Carbohydrates* 5.8 gr.
Zucchini boats with chicken breast

Zucchini boats stuffed with chicken breast and vegetables are a very tasty, satisfying and bright dish. Cooked in an amazing tomato sauce, it will become even more appetizing and tender. Such a dish will definitely be highly appreciated by guests and will quickly disappear from the plates.

Ingredients

Cooking process

step 1 out of 16
Wash the zucchini, cut off their tails on both sides and cut them lengthwise into two parts. After that, remove the pulp with a teaspoon. But so that the walls of the fruit remain quite dense.
step 2 out of 16
Now we rub the boats with salt, pepper and vegetable oil. We leave them to infuse for 10 minutes.
step 3 out of 16
We heat the oven to a temperature of 180 degrees.

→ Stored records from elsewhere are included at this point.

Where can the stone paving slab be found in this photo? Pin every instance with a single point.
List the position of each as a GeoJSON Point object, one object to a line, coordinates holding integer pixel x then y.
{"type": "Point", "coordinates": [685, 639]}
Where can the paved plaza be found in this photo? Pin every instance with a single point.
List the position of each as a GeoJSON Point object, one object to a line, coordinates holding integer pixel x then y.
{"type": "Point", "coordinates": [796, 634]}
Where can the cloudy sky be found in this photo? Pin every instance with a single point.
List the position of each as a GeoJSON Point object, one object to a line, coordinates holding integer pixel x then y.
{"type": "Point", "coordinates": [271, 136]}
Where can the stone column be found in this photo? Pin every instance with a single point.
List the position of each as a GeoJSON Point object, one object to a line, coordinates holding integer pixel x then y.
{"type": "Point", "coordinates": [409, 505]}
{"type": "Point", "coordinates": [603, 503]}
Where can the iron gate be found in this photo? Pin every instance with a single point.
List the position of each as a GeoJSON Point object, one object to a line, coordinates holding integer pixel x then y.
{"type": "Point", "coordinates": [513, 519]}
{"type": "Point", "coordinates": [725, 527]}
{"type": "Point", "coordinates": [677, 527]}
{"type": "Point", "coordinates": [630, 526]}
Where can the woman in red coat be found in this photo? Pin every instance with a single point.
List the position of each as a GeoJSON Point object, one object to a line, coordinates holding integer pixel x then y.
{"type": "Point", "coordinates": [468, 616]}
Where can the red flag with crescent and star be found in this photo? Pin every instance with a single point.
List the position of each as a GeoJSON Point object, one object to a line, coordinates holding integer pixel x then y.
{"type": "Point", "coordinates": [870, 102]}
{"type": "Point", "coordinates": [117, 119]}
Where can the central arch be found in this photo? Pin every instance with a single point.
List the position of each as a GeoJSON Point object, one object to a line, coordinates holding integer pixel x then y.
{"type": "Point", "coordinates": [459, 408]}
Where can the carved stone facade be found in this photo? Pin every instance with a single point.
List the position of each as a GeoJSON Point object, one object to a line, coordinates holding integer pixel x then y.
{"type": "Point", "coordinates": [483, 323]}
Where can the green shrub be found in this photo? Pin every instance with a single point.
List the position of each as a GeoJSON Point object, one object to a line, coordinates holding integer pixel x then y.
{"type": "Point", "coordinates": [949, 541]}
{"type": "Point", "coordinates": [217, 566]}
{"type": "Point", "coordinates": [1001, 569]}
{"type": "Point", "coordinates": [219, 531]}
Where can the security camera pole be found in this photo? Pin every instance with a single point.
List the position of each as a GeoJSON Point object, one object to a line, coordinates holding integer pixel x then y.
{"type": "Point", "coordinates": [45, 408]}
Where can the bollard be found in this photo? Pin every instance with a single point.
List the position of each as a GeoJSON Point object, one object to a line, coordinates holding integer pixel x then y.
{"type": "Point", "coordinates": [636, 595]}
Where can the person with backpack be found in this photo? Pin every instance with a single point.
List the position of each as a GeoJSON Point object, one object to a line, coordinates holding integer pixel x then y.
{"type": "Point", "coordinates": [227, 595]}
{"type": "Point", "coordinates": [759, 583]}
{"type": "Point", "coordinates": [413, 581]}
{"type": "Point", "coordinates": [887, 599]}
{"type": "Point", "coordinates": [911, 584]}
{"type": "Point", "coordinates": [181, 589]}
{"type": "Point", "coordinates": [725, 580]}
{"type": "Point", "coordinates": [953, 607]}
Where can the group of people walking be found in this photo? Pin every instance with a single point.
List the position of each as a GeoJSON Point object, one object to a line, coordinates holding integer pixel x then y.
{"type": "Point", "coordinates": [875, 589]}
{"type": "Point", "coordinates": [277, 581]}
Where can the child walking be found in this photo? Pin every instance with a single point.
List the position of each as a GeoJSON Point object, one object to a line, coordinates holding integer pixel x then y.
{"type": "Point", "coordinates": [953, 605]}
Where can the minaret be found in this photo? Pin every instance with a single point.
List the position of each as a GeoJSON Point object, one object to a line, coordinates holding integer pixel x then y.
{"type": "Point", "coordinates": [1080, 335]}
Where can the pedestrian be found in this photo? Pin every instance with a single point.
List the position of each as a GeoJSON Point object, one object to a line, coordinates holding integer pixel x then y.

Pour about half a glass of water on a baking sheet, lay out the boats and bake the zucchini for 15 minutes. During this time, they will become soft and lightly browned.
step 4 out of 16
Cut the pulp remaining from the zucchini into pieces.
step 5 out of 16
We also wash and cut the chicken fillet.
step 6 out of 16
Now wash the pepper, cut it in half and remove the seeds. Cut the pepper into cubes.
step 7 out of 16
Prepare the bow in the same way.
step 8 out of 16
Rinse the greens and chop finely with a knife.
step 9 out of 16
In tomatoes, we make a cruciform incision at one end. We immerse them in boiling water for 30 seconds. Then we put them in cold water and remove the skin from them.
step 10 out of 16
Cut one tomato into slices, chop the rest in a blender.
step 11 out of 16
Melt the butter in a frying pan and sauté the onion until soft.
step 12 out of 16
Then add pieces of chicken fillet to it and fry until the chicken turns golden.
step 13 out of 16
Add seasoning and salt, as well as zucchini and pepper. Fry for another 5-7 minutes. After that, we reduce the heat, add the tomatoes, herbs and chopped garlic. Stir and simmer for 15 minutes.
step 14 out of 16
Combine cream with tomato puree. Add spices to taste.
step 15 out of 16
Rub the cheese on a coarse grater.
step 16 out of 16
Put the filling in the boats, pour the sauce over them and sprinkle with cheese. Pour the remaining sauce onto a baking sheet. We bake at 180 degrees for 40 minutes.

Bon Appetit!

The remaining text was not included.